By Susan Sommer
This spring, my parents, Red and Bunny Beeman, celebrate their 60th wedding anniversary. They each landed in Alaska on their own trajectories before statehood, met through Mom’s cousin (who knew Dad from the trapline), and married in 1959, the same year Alaska joined the nation. My brother and I came along soon after, and together we’ve all made a memorable life in the Last Frontier.
After a long, snowy winter, we needed a road trip, so the folks and I met my brother and his wife in Seward. These days, my octogenarian parents don’t bounce from bed in the morning the way they used to, but neither are they fuddy duddies. Our first order of business, before even arriving in Seward, was for the five of us to meet at Tern Lake, the junction of the Seward and Sterling Highways, for a picnic lunch and bird watching. Tiny birch leaves were just starting to unfurl around us on a lookout we’ve visited for decades. Some kind of hawk swooped through the spruce trees, chasing a noisy yellowlegs. We sat on the bench and soaked up the sun.
Once in Seward, we strolled, napped, and ate.
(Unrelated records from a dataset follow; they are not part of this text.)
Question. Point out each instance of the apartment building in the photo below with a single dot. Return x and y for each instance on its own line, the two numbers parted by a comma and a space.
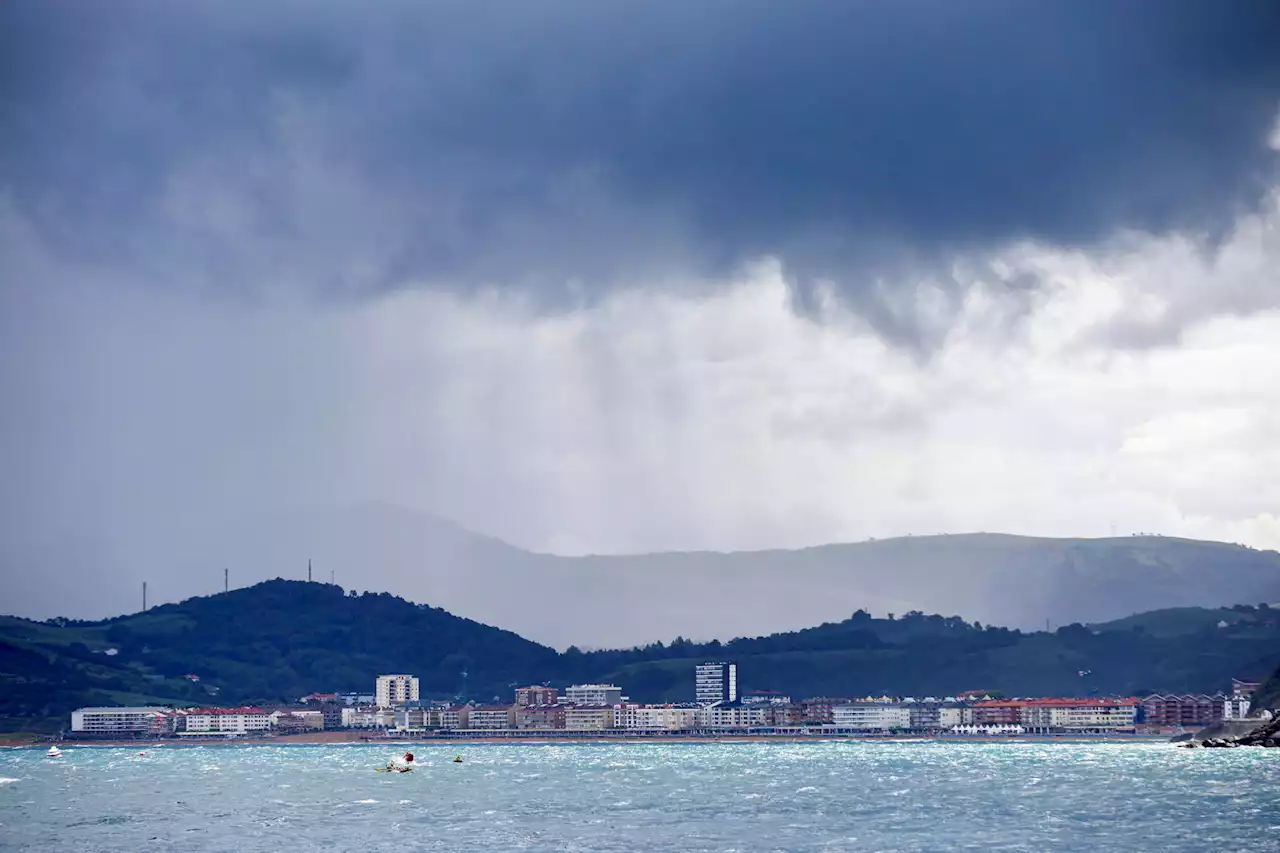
608, 694
732, 715
670, 717
819, 710
872, 716
1187, 710
589, 717
489, 716
223, 721
716, 683
540, 716
120, 723
536, 694
393, 690
1069, 715
766, 697
368, 717
297, 720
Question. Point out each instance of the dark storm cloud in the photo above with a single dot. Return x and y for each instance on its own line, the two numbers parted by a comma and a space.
543, 142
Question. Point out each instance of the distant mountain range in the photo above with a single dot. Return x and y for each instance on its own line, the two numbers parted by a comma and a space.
282, 639
612, 601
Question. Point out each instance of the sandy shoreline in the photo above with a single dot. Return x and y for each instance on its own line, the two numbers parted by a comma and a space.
356, 739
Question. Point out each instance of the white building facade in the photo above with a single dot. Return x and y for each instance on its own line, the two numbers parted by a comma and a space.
671, 717
120, 721
732, 715
595, 694
716, 683
396, 689
872, 716
223, 721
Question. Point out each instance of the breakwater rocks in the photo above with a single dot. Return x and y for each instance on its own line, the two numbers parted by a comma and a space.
1265, 735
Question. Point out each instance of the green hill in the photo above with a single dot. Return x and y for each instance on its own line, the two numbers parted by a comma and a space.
282, 639
1019, 582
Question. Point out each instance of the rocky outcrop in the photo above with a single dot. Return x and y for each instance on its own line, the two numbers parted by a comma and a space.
1264, 735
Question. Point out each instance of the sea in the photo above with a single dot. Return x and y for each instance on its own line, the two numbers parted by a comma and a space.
832, 796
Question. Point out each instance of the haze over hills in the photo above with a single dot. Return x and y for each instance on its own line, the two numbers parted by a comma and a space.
280, 639
620, 601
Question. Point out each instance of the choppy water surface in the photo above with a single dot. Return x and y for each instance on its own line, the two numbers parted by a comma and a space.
688, 797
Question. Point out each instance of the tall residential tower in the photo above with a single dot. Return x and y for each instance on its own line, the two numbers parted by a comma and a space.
716, 683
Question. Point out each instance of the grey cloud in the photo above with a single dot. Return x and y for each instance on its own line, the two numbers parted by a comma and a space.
570, 145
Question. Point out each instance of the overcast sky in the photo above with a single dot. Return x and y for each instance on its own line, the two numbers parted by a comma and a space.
616, 277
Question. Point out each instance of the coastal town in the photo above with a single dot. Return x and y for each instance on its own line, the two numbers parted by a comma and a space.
396, 710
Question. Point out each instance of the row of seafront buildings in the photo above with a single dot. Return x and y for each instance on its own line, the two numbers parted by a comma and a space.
396, 708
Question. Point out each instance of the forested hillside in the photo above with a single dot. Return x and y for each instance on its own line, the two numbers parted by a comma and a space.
282, 639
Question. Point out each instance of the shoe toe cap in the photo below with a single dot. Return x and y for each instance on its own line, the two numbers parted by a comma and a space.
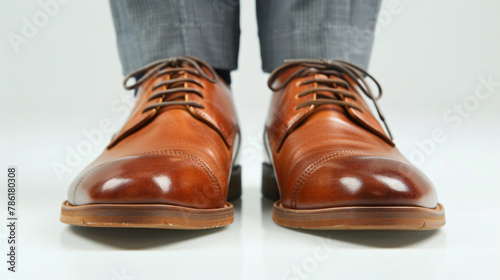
363, 181
176, 179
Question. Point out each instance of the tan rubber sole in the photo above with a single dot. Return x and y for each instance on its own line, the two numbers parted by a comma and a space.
146, 216
361, 218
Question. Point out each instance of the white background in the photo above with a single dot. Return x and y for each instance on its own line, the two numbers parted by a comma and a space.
428, 56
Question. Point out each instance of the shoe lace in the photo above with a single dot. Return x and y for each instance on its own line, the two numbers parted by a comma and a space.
337, 84
175, 67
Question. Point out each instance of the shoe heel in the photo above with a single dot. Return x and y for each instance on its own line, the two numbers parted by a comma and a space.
234, 189
269, 185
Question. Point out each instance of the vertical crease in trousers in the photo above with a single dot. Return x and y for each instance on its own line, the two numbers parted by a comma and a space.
209, 29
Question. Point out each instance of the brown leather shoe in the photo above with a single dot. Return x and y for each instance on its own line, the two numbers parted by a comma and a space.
334, 165
172, 165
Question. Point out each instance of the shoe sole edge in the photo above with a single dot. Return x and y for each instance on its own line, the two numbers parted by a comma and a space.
146, 216
361, 217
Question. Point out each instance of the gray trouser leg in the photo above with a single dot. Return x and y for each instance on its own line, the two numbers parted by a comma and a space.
155, 29
314, 29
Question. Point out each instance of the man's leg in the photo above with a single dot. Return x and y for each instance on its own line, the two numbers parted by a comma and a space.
293, 29
156, 29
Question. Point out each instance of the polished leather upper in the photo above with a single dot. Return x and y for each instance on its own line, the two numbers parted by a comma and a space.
328, 155
177, 154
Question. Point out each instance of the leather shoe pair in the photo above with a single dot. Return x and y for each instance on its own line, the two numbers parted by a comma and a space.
174, 164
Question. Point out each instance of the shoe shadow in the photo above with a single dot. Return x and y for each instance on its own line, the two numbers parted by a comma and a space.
92, 238
368, 238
One morning, Mom and Dad lounged in our room at the historical Hotel Seward in the lush bathrobes the establishment provides. I took them to Resurrect Art Coffee House for lattes and to see all the colorful creations on display inside the converted church. We discovered a short path—Two Lakes Trail—at the base of Mt. Marathon (of the infamous annual Independence Day race) and started our walk just behind the Alaska Vocational Technical Center (AVTEC) building off of Second Ave. Although graveled and crisscrossed with roots, the trail did not intimidate my determined mother, who walks slowly with a cane on level ground. We simply reclaimed a straight-enough stick from the ground as another “hiking pole” for her and traipsed along through the forest. I normally hike with fit outdoorspeople, but I enjoyed slowing down and peering closely at the green mosses, tiny fungi, and emerging leaves.
During their 60 years together, my parents have seen Alaska change in many ways, from the devastating 9.2 Good Friday earthquake in 1964 (Seward suffered heavy damage from the shaker and ensuing tsunami), through the pipeline boom of the 1970s, to today’s epic political battles. They have slowed with age, certainly, but they have never given up—on each other, on Alaska, on life. Today, in fact, on a sunny May morning, Dad is buzzing his skill saw through sturdy lumber for a new vegetable planter box while Mom places more seeds into her already thriving gardens.
I wonder what the next decade holds for our family? And I wonder, too, how will the next 60 years play out for our state? It’s anyone’s guess, but I hope when I’m old I can still sit on that scenic knoll overlooking Tern Lake, and still hobble down a wooded trail, and enthusiastically say “Yes!” to another road trip.